Superhero Psychology: Villain Killing


Let me start off by saying that I know I am putting more thought into this topic than I should. I thought it was interesting though. I am not a big comic book fan, but I am a big superhero fan. One thing about superheroes has always stood out to me though. Instead of locking away their villains, why don’t they just kill them? And why don’t villains ever get the death penalty?

I am not really including movies in my depiction here. I understand that comic books and animation are typically geared towards a younger audience, but in the past they have had no issue addressing topics such as race, feminism, substance abuse, etc. I also understand that superheroes are meant to represent more ideal humans, but isn’t there a place for some realism? Superheroes have killed before, but given how many villains they have, do they kill enough? No. All of the criminals in comic books and animation either go to jail or get put in asylums. Occasionally, they get vanished to another dimension, only to return at a later date. In the real world, superheroes would kill the villains or the villains would receive the death penalty. To bypass this, I am surprised that comic book writers don’t allow the villains to win more battles.

I believe part of the reason superheroes don’t kill villains is out of narcissism. My theory is that superheroes feel their existence would be meaningless without the villains they fight.
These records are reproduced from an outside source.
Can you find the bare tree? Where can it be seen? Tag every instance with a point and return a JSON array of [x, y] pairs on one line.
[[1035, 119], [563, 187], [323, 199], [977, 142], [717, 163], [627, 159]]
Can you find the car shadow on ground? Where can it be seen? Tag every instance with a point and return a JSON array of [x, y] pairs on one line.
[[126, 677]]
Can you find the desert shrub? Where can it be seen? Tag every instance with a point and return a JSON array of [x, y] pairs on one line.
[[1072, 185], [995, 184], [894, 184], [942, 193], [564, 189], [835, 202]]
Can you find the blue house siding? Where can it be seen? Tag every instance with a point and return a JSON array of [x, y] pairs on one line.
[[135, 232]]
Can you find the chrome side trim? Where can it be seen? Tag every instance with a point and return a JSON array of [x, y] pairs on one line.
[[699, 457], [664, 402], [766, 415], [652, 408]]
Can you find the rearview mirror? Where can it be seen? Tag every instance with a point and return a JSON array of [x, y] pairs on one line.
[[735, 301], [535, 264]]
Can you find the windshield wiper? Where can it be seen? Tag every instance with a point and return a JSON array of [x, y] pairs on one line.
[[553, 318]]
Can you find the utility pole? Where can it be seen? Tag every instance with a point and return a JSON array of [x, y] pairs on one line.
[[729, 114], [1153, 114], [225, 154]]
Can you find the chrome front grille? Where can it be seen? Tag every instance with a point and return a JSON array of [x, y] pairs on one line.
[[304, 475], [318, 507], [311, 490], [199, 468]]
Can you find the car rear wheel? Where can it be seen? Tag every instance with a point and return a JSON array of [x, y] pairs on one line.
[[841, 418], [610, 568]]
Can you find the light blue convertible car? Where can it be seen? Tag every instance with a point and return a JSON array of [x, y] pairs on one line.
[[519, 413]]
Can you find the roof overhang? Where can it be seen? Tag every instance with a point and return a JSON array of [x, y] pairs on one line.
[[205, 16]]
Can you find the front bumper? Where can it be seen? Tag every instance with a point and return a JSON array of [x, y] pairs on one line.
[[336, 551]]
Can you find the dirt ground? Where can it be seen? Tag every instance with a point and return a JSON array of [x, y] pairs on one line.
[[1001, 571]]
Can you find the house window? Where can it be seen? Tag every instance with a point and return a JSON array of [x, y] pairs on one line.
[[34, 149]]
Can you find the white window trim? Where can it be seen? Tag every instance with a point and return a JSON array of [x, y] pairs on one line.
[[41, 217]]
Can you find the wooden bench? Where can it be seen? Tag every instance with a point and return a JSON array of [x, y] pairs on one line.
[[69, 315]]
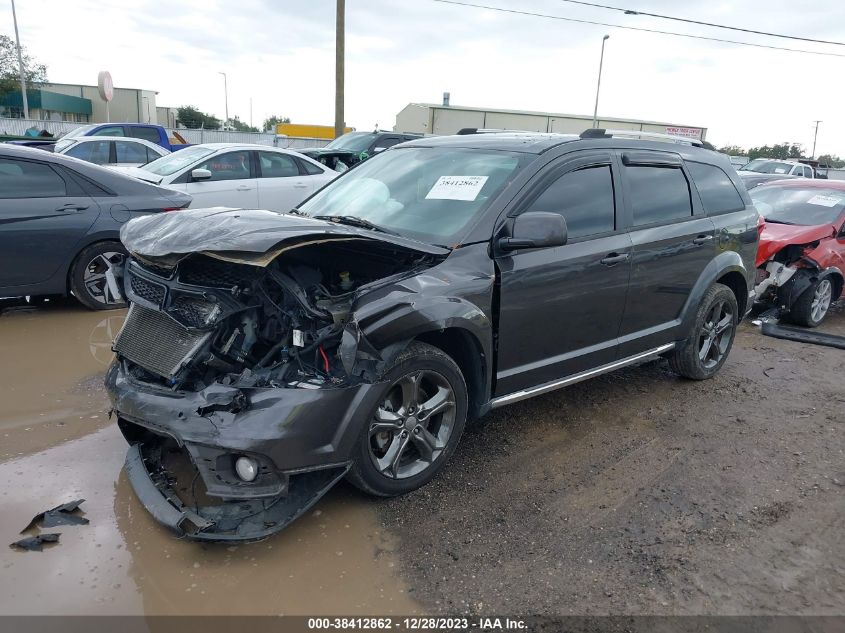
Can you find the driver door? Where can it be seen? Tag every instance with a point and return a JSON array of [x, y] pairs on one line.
[[561, 308]]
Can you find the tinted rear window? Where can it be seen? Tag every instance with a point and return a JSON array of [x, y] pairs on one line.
[[717, 191], [658, 194]]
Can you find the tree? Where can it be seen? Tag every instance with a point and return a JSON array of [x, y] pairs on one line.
[[193, 118], [10, 71], [240, 126], [271, 122], [780, 151]]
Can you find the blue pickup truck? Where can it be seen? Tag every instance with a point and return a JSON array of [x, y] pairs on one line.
[[153, 133]]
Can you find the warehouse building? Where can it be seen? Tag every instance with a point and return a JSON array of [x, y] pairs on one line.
[[77, 103], [429, 118]]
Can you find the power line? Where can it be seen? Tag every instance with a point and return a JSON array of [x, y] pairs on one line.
[[689, 21], [636, 28]]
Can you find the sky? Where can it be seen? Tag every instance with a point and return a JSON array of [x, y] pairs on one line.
[[280, 54]]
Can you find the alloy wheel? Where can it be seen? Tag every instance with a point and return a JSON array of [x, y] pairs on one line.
[[412, 426], [821, 300], [94, 278], [715, 336]]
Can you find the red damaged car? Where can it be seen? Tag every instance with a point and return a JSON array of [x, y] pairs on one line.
[[801, 257]]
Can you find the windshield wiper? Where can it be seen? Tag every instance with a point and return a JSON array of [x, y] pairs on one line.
[[352, 220]]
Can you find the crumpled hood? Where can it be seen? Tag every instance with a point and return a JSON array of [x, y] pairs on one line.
[[249, 236], [776, 236]]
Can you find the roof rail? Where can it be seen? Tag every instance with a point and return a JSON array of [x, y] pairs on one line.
[[478, 130], [657, 136]]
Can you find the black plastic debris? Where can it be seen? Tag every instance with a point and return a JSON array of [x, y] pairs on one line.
[[64, 514], [802, 335], [36, 543]]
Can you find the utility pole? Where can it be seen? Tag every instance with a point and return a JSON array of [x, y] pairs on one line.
[[225, 96], [339, 50], [20, 64], [815, 136], [598, 85]]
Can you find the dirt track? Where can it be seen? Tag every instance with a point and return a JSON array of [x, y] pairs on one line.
[[640, 493]]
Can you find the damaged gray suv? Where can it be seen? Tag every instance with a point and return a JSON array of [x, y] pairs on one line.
[[266, 356]]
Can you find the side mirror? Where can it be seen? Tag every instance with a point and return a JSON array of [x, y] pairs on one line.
[[535, 229]]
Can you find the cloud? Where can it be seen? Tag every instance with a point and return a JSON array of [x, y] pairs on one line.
[[280, 53]]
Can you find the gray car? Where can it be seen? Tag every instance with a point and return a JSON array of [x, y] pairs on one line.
[[60, 222], [273, 354]]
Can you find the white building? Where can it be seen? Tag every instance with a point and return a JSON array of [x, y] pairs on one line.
[[429, 118]]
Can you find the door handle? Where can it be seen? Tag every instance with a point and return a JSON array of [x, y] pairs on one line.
[[71, 207], [615, 258]]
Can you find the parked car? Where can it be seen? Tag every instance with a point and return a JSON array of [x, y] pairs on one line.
[[233, 175], [752, 179], [434, 282], [350, 149], [801, 259], [59, 224], [111, 150], [46, 144], [781, 167], [170, 140]]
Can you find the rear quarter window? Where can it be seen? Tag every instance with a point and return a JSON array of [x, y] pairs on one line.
[[717, 191]]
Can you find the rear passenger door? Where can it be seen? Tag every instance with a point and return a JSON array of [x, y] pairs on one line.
[[672, 241], [281, 186], [561, 308], [43, 215]]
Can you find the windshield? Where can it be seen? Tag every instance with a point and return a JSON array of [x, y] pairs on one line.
[[427, 194], [354, 141], [171, 163], [807, 206], [768, 167]]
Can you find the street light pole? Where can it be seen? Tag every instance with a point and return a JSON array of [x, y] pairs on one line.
[[815, 136], [598, 85], [225, 96], [339, 51], [20, 64]]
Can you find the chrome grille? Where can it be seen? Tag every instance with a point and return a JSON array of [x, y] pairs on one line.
[[157, 343]]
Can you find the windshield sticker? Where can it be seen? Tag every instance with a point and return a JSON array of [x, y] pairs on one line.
[[456, 188], [824, 201]]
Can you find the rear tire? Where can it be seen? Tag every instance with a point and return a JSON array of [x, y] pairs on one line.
[[416, 426], [88, 279], [702, 355], [813, 304]]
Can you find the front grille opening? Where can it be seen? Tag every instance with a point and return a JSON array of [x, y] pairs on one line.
[[213, 273], [154, 293]]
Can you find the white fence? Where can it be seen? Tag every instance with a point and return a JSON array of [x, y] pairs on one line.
[[18, 127]]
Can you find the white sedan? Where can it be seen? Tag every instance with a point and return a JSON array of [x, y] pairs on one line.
[[111, 151], [237, 175]]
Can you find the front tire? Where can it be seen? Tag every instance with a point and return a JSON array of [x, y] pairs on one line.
[[88, 276], [813, 304], [416, 425], [702, 355]]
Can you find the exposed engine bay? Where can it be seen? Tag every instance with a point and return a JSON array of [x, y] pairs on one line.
[[205, 320]]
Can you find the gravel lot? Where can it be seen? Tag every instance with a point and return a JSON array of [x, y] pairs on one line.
[[640, 493]]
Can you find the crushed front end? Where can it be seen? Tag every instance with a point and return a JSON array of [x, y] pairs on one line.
[[242, 387]]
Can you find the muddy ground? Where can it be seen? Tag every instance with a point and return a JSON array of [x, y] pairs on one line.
[[633, 493], [640, 493]]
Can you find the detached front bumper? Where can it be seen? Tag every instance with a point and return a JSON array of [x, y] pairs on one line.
[[301, 439], [239, 521]]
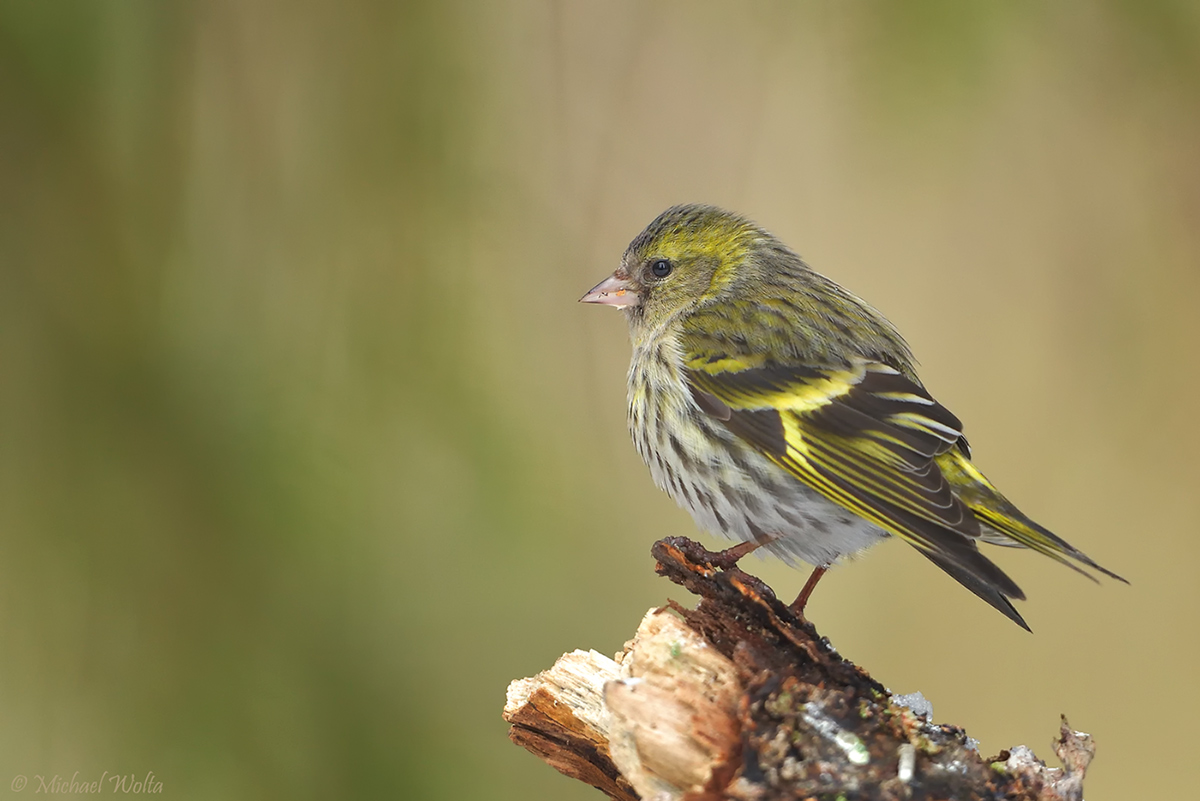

They know and expect villains to break out of the prisons and asylums, yet they refuse to kill them anyways. Why is that? I believe it is because superheroes love receiving praise for their good deeds. They love the admiration they receive from the public. Without villains, superheroes would have nothing to do. They would just be people in silly costumes doing general police duties. They don’t want that. They want to be recognized as “heroes” and “superheroes”. It is how they view themselves. Realistically, they do view themselves as above the law and government. That is why they are not employed by any specific law enforcement organization most of the time.

I am not calling for writers to go on a villain killing spree. I just think they could do a better job of writing how villains are defeated. The prisons and asylums in comic books and animation are pathetic. If a superhero really wanted to make a difference, one of them should become a security guard and stop the villains from breaking out all of the time. Again, they probably feel such a job would be beneath them. They need a purpose in life. That purpose is to fight villains. It is not to protect the public and save lives. Superheroes would protect more people and save more lives if villains were dead. It all comes down to the psychology of a superhero. No villain, means no hero.

Why doesn’t the government step in and issue the death penalty for villains than? This is trickier psychology or rationale, so bear with me. The government has laws and procedures to follow. Even in reality, we do not give a huge number of people the death penalty. We just give them life in prison, with no parole. Reality’s prisons are much more secure though. The comic book and animation government’s policy is to try to cure or treat the villains. They want to be able to rehabilitate them, to show they are able to do something that superheroes cannot. These villains are different though. They are basically terrorists. They are okay with blowing up cities and killing hundreds of people. Don’t those kind of villains deserve the death penalty? Yes, but if no villains, means no superheroes, I believe the government is afraid to do something their heroes will not do. They are afraid to kill villains out of fear of how a superhero might react. A superhero could potentially get upset and become a villain or a superhero could get mad and incite a riot amongst the public. The possibilities are endless. The government does not give villains the death penalty, because they want the heroes to remain heroes. It is better to fight one enemy than two.

What does this all mean though? It means that superheroes and villains and the government all have a very symbiotic relationship. They all need each other for their universe to exist and to have some semblance of order. That order may involve chaos every once in a while, but things eventually sort themselves out when a hero saves the day. It also means that without villains, there would be no stories for comic book and animation writers to tell. They are just trying to keep a job and entertain their readers. Knowing that, I guess this really means I probably put too much thought into this. Oh well.